His willingness to transcend traditional barriers, to upend the typical notions of what was “correct,” and to explore his identity even in unforgiving settings inspired me. Because Mr. Reese was bold enough to author his own life, I realized I could do the same. I connected my essays to universal themes not by avoiding my personal input but by speaking through my own life. I grew invested in writing in a way that I’d never been before. I wrote to myself at the end of tenth grade, “[i]f you do nothing else, carry one lesson with you throughout the rest of the school year: writing requires a personality,” because readers connect with the people behind the words, not the words themselves (Ngai 1).

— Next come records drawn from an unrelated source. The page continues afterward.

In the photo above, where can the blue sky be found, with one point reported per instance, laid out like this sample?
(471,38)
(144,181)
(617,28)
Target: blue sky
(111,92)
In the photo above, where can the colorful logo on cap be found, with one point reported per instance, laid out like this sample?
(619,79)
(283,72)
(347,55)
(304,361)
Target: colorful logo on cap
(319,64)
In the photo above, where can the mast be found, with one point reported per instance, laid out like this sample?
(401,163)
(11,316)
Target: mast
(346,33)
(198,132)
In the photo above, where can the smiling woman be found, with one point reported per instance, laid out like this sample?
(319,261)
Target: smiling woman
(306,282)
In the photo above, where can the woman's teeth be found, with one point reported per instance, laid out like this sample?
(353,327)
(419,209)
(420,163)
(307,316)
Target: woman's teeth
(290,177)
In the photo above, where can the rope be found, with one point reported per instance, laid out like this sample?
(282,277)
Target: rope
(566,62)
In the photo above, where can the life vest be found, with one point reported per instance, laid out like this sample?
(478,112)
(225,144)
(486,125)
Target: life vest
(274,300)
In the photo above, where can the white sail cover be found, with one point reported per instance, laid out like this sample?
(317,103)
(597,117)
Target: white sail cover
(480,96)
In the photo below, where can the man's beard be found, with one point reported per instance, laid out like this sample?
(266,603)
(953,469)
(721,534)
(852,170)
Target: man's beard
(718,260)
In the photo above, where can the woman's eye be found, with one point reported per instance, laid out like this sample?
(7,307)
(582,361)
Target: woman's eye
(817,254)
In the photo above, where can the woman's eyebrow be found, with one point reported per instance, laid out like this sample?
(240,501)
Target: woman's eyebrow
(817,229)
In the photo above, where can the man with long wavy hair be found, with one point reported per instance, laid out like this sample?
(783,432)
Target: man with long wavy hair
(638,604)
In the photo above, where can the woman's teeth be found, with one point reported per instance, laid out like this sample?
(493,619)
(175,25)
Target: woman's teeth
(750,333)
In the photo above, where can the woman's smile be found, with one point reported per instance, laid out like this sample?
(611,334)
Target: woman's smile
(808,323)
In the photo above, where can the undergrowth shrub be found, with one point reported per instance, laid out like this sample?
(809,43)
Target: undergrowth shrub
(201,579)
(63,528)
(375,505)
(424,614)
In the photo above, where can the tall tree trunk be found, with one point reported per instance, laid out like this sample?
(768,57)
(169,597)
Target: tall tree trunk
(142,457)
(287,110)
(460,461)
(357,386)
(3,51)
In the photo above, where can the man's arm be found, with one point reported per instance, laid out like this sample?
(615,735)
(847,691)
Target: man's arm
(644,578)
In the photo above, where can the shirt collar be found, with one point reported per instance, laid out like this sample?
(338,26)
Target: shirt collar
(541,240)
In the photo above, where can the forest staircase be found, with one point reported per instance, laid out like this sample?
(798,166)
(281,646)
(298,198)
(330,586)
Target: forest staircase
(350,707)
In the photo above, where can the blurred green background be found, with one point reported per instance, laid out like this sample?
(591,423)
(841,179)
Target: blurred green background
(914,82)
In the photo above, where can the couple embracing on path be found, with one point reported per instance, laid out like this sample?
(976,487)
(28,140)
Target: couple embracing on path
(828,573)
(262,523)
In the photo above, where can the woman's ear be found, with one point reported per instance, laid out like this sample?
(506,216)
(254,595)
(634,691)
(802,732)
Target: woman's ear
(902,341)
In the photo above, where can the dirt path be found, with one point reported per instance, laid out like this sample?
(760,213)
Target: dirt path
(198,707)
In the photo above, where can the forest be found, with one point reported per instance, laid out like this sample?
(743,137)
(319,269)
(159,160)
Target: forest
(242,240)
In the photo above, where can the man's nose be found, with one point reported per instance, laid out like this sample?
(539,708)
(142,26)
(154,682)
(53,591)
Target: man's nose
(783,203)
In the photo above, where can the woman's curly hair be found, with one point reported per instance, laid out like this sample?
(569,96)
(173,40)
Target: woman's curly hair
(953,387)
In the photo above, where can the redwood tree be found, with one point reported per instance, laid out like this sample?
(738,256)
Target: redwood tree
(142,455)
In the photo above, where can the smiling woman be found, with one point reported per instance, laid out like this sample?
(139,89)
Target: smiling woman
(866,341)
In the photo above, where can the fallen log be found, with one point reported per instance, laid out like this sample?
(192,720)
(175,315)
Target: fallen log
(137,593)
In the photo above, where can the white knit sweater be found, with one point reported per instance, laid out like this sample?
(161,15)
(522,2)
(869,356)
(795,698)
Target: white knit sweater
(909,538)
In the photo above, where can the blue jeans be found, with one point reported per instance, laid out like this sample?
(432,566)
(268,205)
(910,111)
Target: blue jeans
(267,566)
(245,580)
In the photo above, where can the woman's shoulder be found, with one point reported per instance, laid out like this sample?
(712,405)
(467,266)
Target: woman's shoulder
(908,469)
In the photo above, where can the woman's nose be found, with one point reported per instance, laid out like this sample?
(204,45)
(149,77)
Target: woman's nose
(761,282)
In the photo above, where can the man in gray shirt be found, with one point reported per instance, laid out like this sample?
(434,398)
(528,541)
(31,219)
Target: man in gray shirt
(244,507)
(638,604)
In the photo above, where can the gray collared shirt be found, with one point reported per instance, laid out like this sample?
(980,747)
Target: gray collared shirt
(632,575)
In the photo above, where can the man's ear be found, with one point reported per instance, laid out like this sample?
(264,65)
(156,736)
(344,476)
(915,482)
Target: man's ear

At the end of my letter, I told myself, “[b]e passionate about the topics you choose. The prompt never confines you as much as your mindset does” (2). My old mindset was that a good teacher would be unlike Mr. Reese and that a good student would write about anything but herself. That mindset convinced me to hide the parts of myself that would eventually make my essays exciting both to write and to read. Thankfully, Mr. Reese helped me realize the place that my personal life has in my writing. Without Mr. Reese, I wouldn’t care about my writing as much as I do now. Now, I approach everything that I write with the hopes of having somebody connect with me through it. As an author, it is my job to put myself into my essays, to provide something for my readers to connect to, just as Mr. Reese gave me something to connect to by preserving the parts of himself that made him different.
WORKS CITED
Ngai, Victoria. “Letter to My Younger Self.” 29 May 2020. English 10 Honors, Valley Christian High School, student paper.
Rodriguez, Richard. “Aria: A Memoir of a Bilingual Childhood.” The American Scholar, vol. 50, no. 1, winter 1981, pp. 25–42. JSTOR, http://www.jstor.org/stable/41210690. Accessed 24 Oct. 2022.
Young, Vershawn Ashanti. “Casualties of Literacy.” Your Average N****: Performing Race, Literacy, and Masculinity, Wayne State University Press, 2007, pp. 105-23.